The U.S. Cybersecurity and Infrastructure Security Agency (CISA) has published research looking into 172 key open-source projects and whether they are susceptible to memory flaws.
The report, cosigned by CISA, the Federal Bureau of Investigation (FBI), as well as Australian (ASD, ACSC) and Canadian organizations (CCCS), is a follow-up to the 'Case for Memory Safe Roadmaps' released in December 2023, aimed at raising awareness about the importance of memory-safe code.
Memory safety
Memory-safe languages are programming languages designed to prevent common memory-related errors such as buffer overflows, use-after-free, and other types of memory corruption.
They achieve this by managing memory automatically instead of relying on the programmer to implement safe memory allocation and deallocation mechanisms.
A modern example of a safe language system is Rust's borrow checker, which eliminates data races. Other languages like Golang, Java, C#, and Python manage memory through garbage collection, automatically reclaiming freed memory to prevent exploitation.
Memory-unsafe languages are those that do not provide built-in memory management mechanisms, burdening the developer with this responsibility and increasing the likelihood of errors. Examples of such cases are C, C++, Objective-C, Assembly, Cython, and D.
Widely used open-source code unsafe
The report presents research examining 172 broadly deployed open-source projects, finding that over half contain memory-unsafe code.
Key findings presented in the report are summarized as follows:
- 52% of critical open-source projects analyzed contain code written in memory-unsafe languages.
- 55% of the total lines of code (LoC) across these projects are written in memory-unsafe languages.
- The largest projects are disproportionately written in memory-unsafe languages.
- Of the ten largest projects by total LoC, each has a proportion of memory-unsafe LoC above 26%.
- The median proportion of memory-unsafe LoC in these large projects is 62.5%, with four projects exceeding 94%.
- Even projects written in memory-safe languages often depend on components written in memory-unsafe languages.
Some notable examples from the examined set are Linux (unsafe code ratio 95%), Tor (unsafe code ratio 93%), Chromium (unsafe ratio 51%), MySQL Server (unsafe ratio 84%), glibc (ratio 85%), Redis (ratio 85%), SystemD (65%), and Electron (47%).
CISA explains that software developers face multiple challenges that often oblige them to use memory-unsafe languages, such as resource constraints and performance requirements.

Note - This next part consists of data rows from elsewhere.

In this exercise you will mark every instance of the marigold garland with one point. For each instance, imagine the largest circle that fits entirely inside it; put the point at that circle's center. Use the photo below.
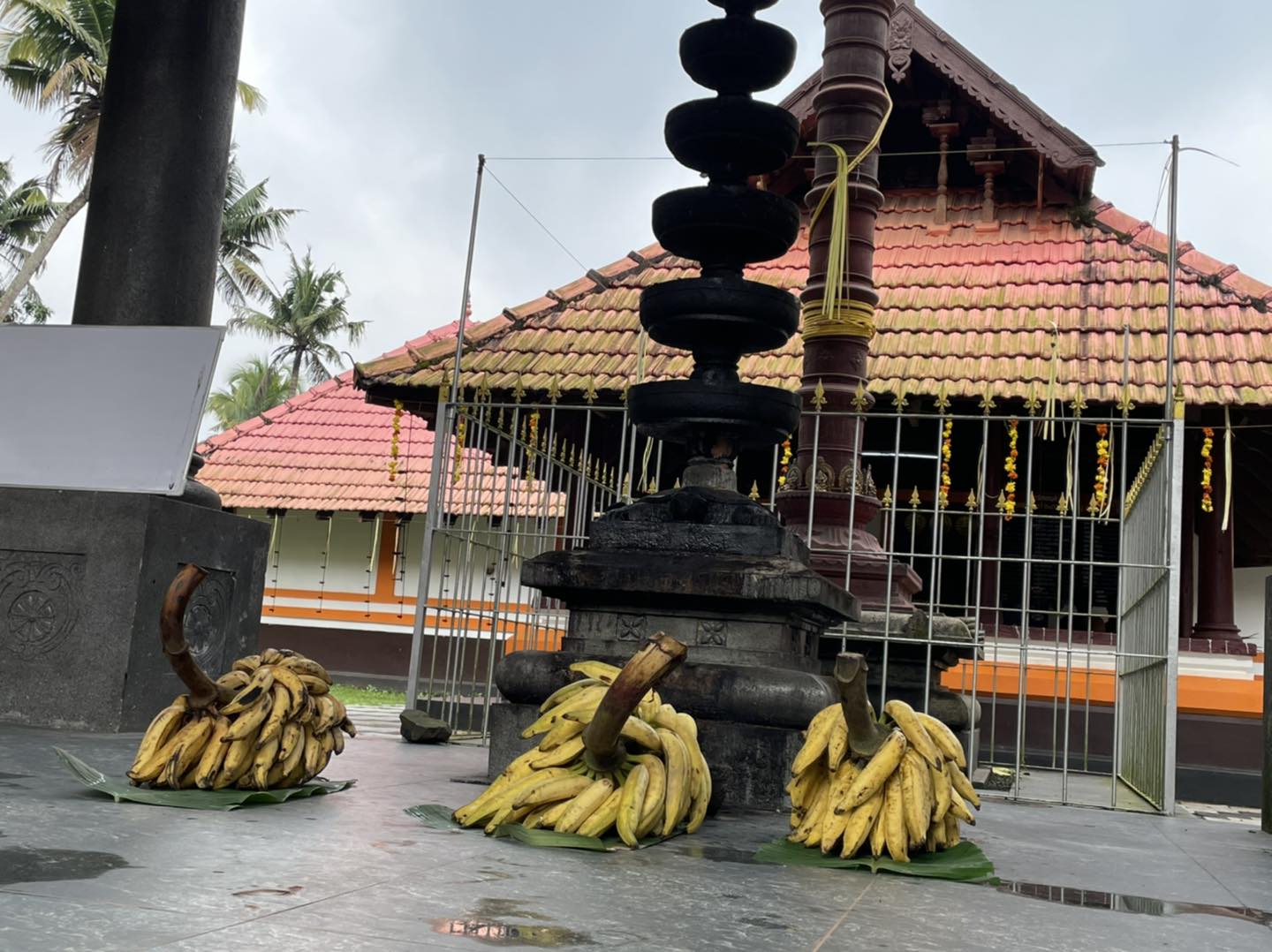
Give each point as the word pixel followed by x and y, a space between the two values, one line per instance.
pixel 947 451
pixel 785 463
pixel 395 439
pixel 1102 468
pixel 1009 465
pixel 1208 465
pixel 461 433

That is especially true when implementing low-level functionalities like networking, cryptography, and operating system functions.
"We observed that many critical open source projects are partially written in memory-unsafe languages and limited dependency analysis indicates that projects inherit code written in memory-unsafe languages through dependencies," explains CISA in the report.
"Where performance and resource constraints are critical factors, we have seen, and expect the continued use of, memory-unsafe languages."
The agency also highlights the problem of developers disabling memory-safety features, either by error or on purpose, to meet specific requirements, resulting in risks even when using theoretically safer building blocks.
Ultimately, CISA recommends that software developers write new code in memory-safe languages such as Rust, Java, and GO and transition existing projects, especially critical components, to those languages.
In addition, it is recommended to follow safe coding practices, carefully manage and audit dependencies, and perform continuous testing, including static analysis, dynamic analysis, and fuzz testing, to detect and address memory safety issues.